I'm working on 2 Windows Services that have a common database which I want to lock (cross-process) with a system Mutex.
Now I'm wondering whether it's ok to just call WaitOne()
and ReleaseMutex()
in a try-finally
block or should I also dispose the Mutex (e.g. in a using
block). If so I guess I should always catch the AbandonedMutexException
on the WaitOne()
method or am I wrong here?
Since the proper pattern is to release a mutex before disposing it, the fact that code disposes a mutex without releasing it implies that something went wrong somewhere.
A mutex must be created once. Calling the pthread_mutex_init subroutine more than once with the same mutex parameter (for example, in two threads concurrently executing the same code) should be avoided. The second call will fail, returning an EBUSY error code.
The purpose of a Mutex is to maintain a lock (for named Mutexes across applications) until it is released. If you do not release the Mutex the lock should be maintained on the resource until the computer is rebooted.
A mutex can be released only by the thread that acquired it. By contrast, the Semaphore class does not enforce thread identity.

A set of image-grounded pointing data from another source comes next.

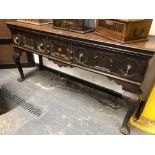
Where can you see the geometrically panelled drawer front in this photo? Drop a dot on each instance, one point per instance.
(122, 65)
(118, 64)
(105, 60)
(43, 45)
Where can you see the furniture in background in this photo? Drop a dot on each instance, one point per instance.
(125, 64)
(124, 30)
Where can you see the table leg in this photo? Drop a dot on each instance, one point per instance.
(133, 103)
(16, 58)
(40, 62)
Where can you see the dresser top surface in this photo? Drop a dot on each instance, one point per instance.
(145, 45)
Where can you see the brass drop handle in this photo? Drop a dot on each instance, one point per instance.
(48, 49)
(59, 50)
(129, 67)
(80, 57)
(16, 40)
(41, 47)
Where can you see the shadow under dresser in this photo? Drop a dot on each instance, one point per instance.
(126, 64)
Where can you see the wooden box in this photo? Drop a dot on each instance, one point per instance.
(124, 31)
(37, 21)
(77, 25)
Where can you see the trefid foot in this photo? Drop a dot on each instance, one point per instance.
(21, 79)
(125, 130)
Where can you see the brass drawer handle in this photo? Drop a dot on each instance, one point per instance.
(16, 40)
(80, 57)
(129, 67)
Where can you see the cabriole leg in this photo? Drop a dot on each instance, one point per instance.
(133, 103)
(16, 58)
(40, 62)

A mutex can also be passed across application domain boundaries and used for interprocess synchronization.
A mutex is a Windows kernel object (here wrapped in a .NET object).

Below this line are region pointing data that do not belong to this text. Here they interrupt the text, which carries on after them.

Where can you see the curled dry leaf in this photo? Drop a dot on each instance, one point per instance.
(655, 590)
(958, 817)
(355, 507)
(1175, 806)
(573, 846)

As such, it is an unmanaged resource that should be disposed.
More accurately, the .NET object contains a HANDLE to the mutex, which must be released/disposed of somehow.

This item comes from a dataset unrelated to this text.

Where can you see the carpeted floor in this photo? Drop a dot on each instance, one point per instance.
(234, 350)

I don't trust that code sample in the Mutex class docs where the mutex object is not disposed. Although Henzi has a good point in comment: The Mutex object is static and would be either disposed by the finalizer or destroyed by the Windows kernel when the process exits.
Also, note that Close() disposes the object as well.
Of course, there's nothing wrong with keeping an existing Mutex object in your app even while you don't use it. They are light resources.
According to this a named Mutex
is automatically destroyed when the last process holding a HANDLE
of that Mutex ends.
In non-managed terms MSDN says
Use the
CloseHandle
function to close the handle. The system closes the handle automatically when the process terminates. The mutex object is destroyed when its last handle has been closed.
In .NET you should call .Close()
on the Mutex
- this releases the HANDLE
... since every process gets its own HANDLE
when accessing even the same named Mutex
this is consistent practice... not calling Close()
won't leave any problems behing once the process is no more (finalizers and all)...
You need to dispose the resources which are used by the waithandle.
From the documentation:
Releases all resources used by the current instance of the WaitHandle class. (Inherited from WaitHandle.)
The waithandle uses unmanaged resources which should be disposed at the end of use.